Now that is a real feature for now. A lot of hesitation in embracing generative AI in large enterprises stems from uncertainty about copyright issue. Anyone who trained an o1-level model from scratch on public/properly licensed data only would be able to provide a very valuable service to those enterprise customers.

However, if both training and operating costs of a DeepSeek-like model are as small as they are, the companies best able to offer this service are... Microsoft, Amazon and Google. And second best are... teams inside the would-be customer enterprises themselves. $6M to train and $6K to run is effectively free for such companies; there is no moat here. The services that enterprise customers would happily buy instead of building are... operations, and assuming legal liability if the model turns out not to be safe from copyright infringement lawsuits. But those are exactly the services those companies are already buying from Microsoft, Amazon and Google.

fulafel|1 year ago

This would result in some refreshing models, I guess they would be trained mostly on out-of-copyright stuff from 75+ years ago and wouldn't have knowledge of the modern world.
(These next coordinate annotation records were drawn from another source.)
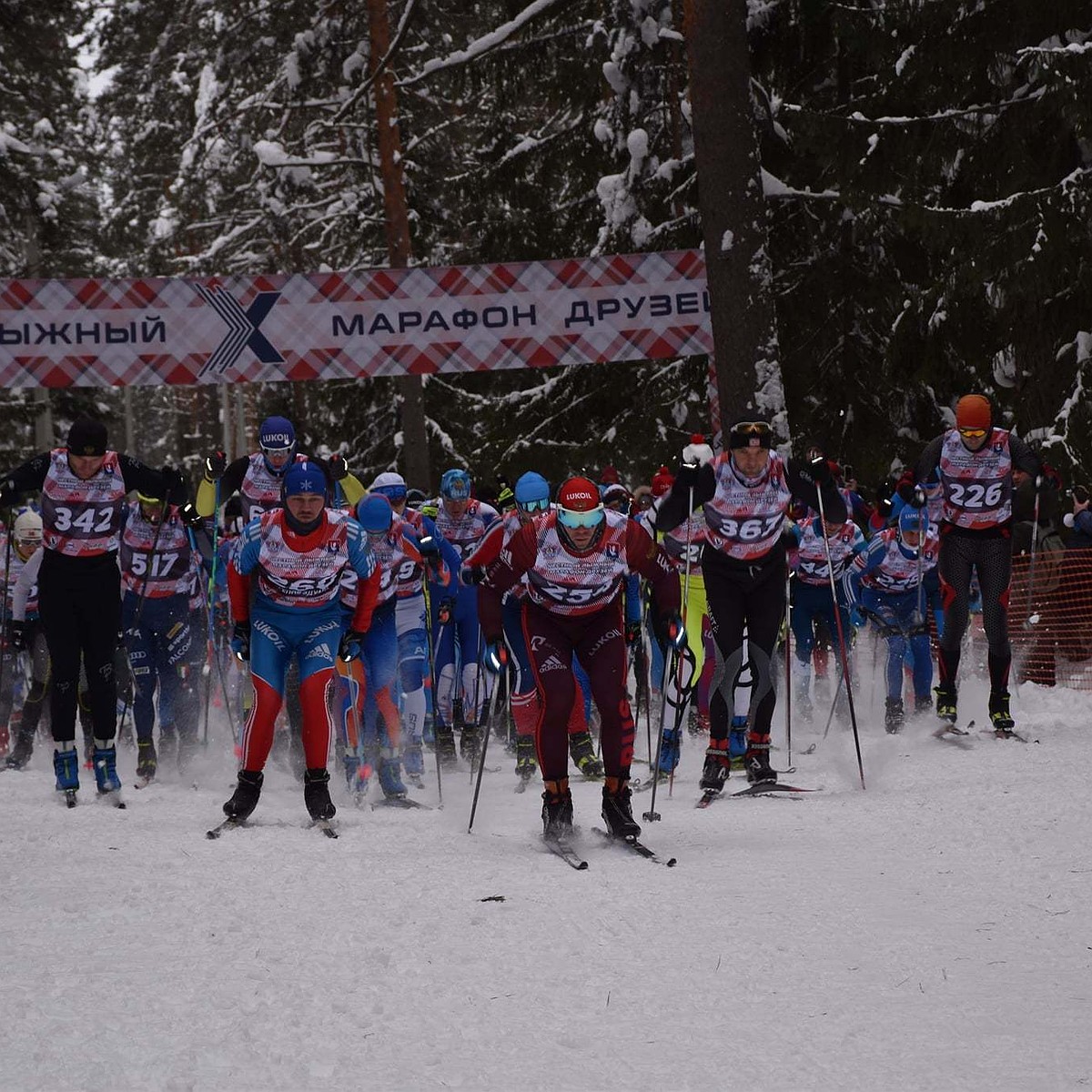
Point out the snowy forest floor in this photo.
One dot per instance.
(933, 932)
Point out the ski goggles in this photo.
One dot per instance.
(751, 434)
(571, 519)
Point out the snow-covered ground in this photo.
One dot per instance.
(934, 932)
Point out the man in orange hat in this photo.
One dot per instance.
(977, 463)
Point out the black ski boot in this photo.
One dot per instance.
(245, 800)
(945, 703)
(147, 759)
(317, 794)
(999, 715)
(617, 809)
(557, 811)
(894, 716)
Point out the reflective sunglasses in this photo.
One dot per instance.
(592, 519)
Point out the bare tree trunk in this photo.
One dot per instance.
(399, 251)
(733, 212)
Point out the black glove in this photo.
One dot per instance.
(349, 648)
(240, 642)
(216, 465)
(339, 469)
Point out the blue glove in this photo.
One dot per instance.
(495, 658)
(349, 648)
(240, 642)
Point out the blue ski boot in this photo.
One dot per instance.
(105, 760)
(390, 774)
(66, 768)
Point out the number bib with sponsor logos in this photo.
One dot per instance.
(467, 532)
(301, 579)
(261, 487)
(977, 484)
(156, 561)
(82, 519)
(811, 561)
(675, 543)
(898, 572)
(578, 583)
(745, 521)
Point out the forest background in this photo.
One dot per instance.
(927, 170)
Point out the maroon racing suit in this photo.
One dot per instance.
(573, 605)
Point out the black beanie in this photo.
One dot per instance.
(86, 437)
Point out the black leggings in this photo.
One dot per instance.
(753, 598)
(80, 607)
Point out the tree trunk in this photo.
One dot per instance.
(399, 252)
(733, 213)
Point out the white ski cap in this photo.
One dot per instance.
(389, 479)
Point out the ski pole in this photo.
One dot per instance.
(485, 747)
(841, 637)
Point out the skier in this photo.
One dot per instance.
(746, 492)
(463, 522)
(576, 560)
(978, 463)
(298, 554)
(888, 579)
(157, 579)
(83, 489)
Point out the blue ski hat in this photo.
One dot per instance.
(375, 513)
(532, 491)
(277, 432)
(456, 485)
(304, 478)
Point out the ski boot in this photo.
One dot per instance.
(617, 809)
(894, 716)
(147, 759)
(583, 753)
(557, 811)
(66, 768)
(737, 742)
(999, 715)
(446, 745)
(22, 752)
(716, 768)
(390, 774)
(317, 794)
(470, 743)
(413, 762)
(245, 800)
(525, 764)
(757, 760)
(106, 769)
(945, 703)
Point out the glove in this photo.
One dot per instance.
(470, 574)
(216, 464)
(190, 517)
(240, 642)
(349, 648)
(495, 658)
(672, 625)
(697, 454)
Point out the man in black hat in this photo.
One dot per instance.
(83, 490)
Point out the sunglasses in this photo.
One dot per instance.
(571, 519)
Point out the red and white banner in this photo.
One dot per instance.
(344, 326)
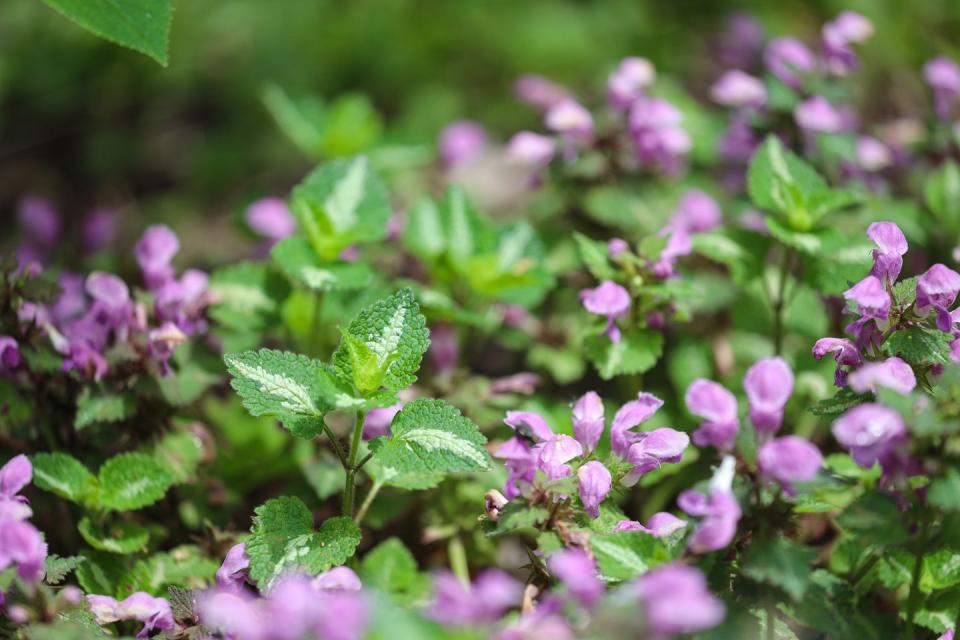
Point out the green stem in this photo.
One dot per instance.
(367, 501)
(458, 559)
(913, 599)
(350, 486)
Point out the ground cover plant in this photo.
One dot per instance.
(677, 359)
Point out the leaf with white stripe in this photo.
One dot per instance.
(430, 437)
(384, 344)
(281, 384)
(341, 203)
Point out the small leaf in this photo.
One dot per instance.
(388, 338)
(142, 25)
(637, 352)
(282, 539)
(117, 537)
(781, 563)
(132, 481)
(63, 475)
(340, 204)
(281, 384)
(430, 437)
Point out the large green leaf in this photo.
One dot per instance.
(142, 25)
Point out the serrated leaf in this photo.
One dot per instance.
(283, 539)
(780, 562)
(430, 437)
(299, 261)
(393, 333)
(920, 345)
(63, 475)
(101, 406)
(624, 556)
(637, 351)
(142, 25)
(56, 568)
(117, 537)
(281, 384)
(132, 481)
(341, 203)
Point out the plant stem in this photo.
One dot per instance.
(457, 555)
(350, 486)
(913, 599)
(367, 501)
(779, 301)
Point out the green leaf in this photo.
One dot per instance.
(63, 475)
(624, 556)
(283, 539)
(116, 537)
(392, 569)
(56, 568)
(386, 339)
(430, 437)
(781, 563)
(340, 204)
(944, 491)
(298, 259)
(132, 481)
(637, 352)
(594, 255)
(875, 519)
(101, 406)
(142, 25)
(920, 345)
(281, 384)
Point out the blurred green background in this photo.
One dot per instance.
(85, 122)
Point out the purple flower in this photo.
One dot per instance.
(490, 596)
(736, 88)
(270, 218)
(789, 60)
(571, 120)
(461, 142)
(610, 300)
(651, 449)
(718, 510)
(871, 432)
(873, 155)
(937, 289)
(154, 252)
(10, 358)
(576, 570)
(626, 84)
(531, 149)
(845, 353)
(789, 459)
(768, 383)
(675, 601)
(539, 92)
(155, 613)
(595, 483)
(718, 407)
(659, 139)
(629, 416)
(818, 115)
(232, 574)
(892, 373)
(659, 525)
(377, 422)
(588, 420)
(888, 256)
(943, 76)
(555, 453)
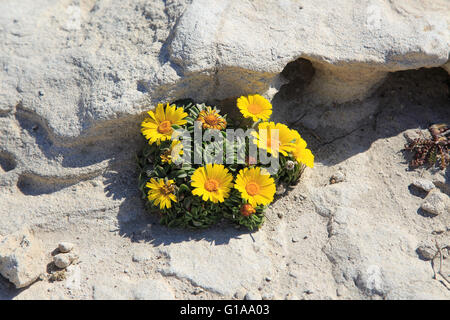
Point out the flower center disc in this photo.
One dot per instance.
(167, 190)
(252, 188)
(165, 127)
(211, 119)
(212, 185)
(247, 210)
(254, 108)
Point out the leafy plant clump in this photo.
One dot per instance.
(191, 184)
(431, 150)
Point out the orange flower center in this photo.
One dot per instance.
(212, 185)
(167, 189)
(247, 210)
(211, 119)
(252, 188)
(255, 108)
(165, 127)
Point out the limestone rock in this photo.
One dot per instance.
(203, 49)
(436, 203)
(221, 268)
(152, 290)
(65, 247)
(22, 258)
(424, 184)
(63, 260)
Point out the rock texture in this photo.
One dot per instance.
(356, 78)
(22, 258)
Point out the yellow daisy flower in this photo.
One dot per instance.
(161, 192)
(256, 186)
(283, 144)
(176, 148)
(255, 106)
(211, 119)
(301, 154)
(212, 182)
(158, 127)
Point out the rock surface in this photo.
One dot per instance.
(22, 258)
(65, 247)
(425, 185)
(77, 76)
(436, 203)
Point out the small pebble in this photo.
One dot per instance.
(426, 252)
(63, 260)
(65, 247)
(424, 184)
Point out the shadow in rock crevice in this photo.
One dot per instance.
(409, 99)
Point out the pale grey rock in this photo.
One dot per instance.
(337, 177)
(22, 258)
(63, 260)
(106, 292)
(141, 255)
(65, 247)
(436, 203)
(424, 184)
(152, 290)
(221, 269)
(414, 134)
(252, 296)
(204, 49)
(427, 252)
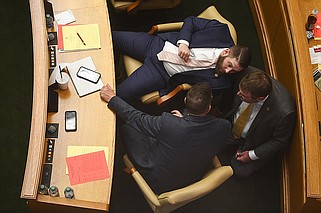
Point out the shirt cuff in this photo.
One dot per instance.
(252, 155)
(182, 42)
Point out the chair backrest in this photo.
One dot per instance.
(169, 201)
(132, 6)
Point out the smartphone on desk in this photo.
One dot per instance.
(70, 121)
(88, 74)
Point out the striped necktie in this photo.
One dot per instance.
(241, 121)
(191, 62)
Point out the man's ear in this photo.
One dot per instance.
(260, 98)
(225, 52)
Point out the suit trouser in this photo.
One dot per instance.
(151, 76)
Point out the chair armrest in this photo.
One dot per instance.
(192, 192)
(175, 26)
(132, 9)
(147, 191)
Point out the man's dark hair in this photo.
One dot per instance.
(258, 83)
(242, 55)
(198, 98)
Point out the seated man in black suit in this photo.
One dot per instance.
(208, 41)
(264, 115)
(172, 150)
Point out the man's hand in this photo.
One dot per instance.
(183, 51)
(106, 93)
(243, 156)
(177, 113)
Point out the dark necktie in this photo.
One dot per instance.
(241, 121)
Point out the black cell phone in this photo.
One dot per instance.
(88, 74)
(70, 121)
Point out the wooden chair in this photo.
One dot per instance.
(169, 201)
(131, 64)
(132, 6)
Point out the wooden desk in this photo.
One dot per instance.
(96, 123)
(281, 29)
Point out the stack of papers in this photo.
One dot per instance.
(88, 165)
(82, 86)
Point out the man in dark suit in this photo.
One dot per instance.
(163, 76)
(269, 125)
(172, 150)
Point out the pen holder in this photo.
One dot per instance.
(62, 79)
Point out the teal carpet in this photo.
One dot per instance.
(260, 193)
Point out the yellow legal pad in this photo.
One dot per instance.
(81, 37)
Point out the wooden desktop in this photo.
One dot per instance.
(281, 30)
(95, 122)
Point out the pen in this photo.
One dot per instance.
(81, 39)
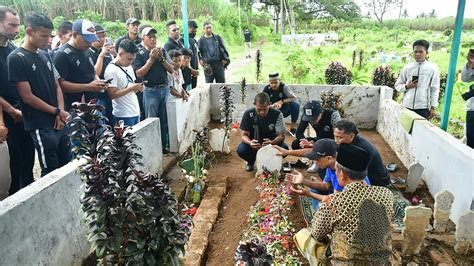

Maybe they could skin the robotic bureucrats in vintage scifi appearance as well to have the whole consistent experience when you go to the building permits bot, there could be small talk about the latest Beatles record etc.

TeMPOraL|1 year ago

Enforcing copyright on training data to this extent would actually create a temporary moat for the biggest players - they can afford to hire a lot of cheap labor to supplement the training dataset with human-authored original works that skirt IP protections by interpreting, parodying, commenting on or otherwise describing the protected works without actually infringing on them. As long as they keep those datasets private, everyone else is shit out of luck.

(I'm reiterating my prediction wrt. AI and moats - the only mid-term moat there can be is in human labor. Hardware vendors benefit from selling better hardware to more people for less; software and research are cheap to scale, datasets eventually leak or get reproduced. Human labor is the one thing that doesn't scale, and except for an economic crisis, only ever gets more expensive with time. Whatever edge one can get by applying human labor that cannot be substituted by AI - like RLHF and its evolutions - is the one that will last all the way to AGI; past that, moats won't matter anymore.)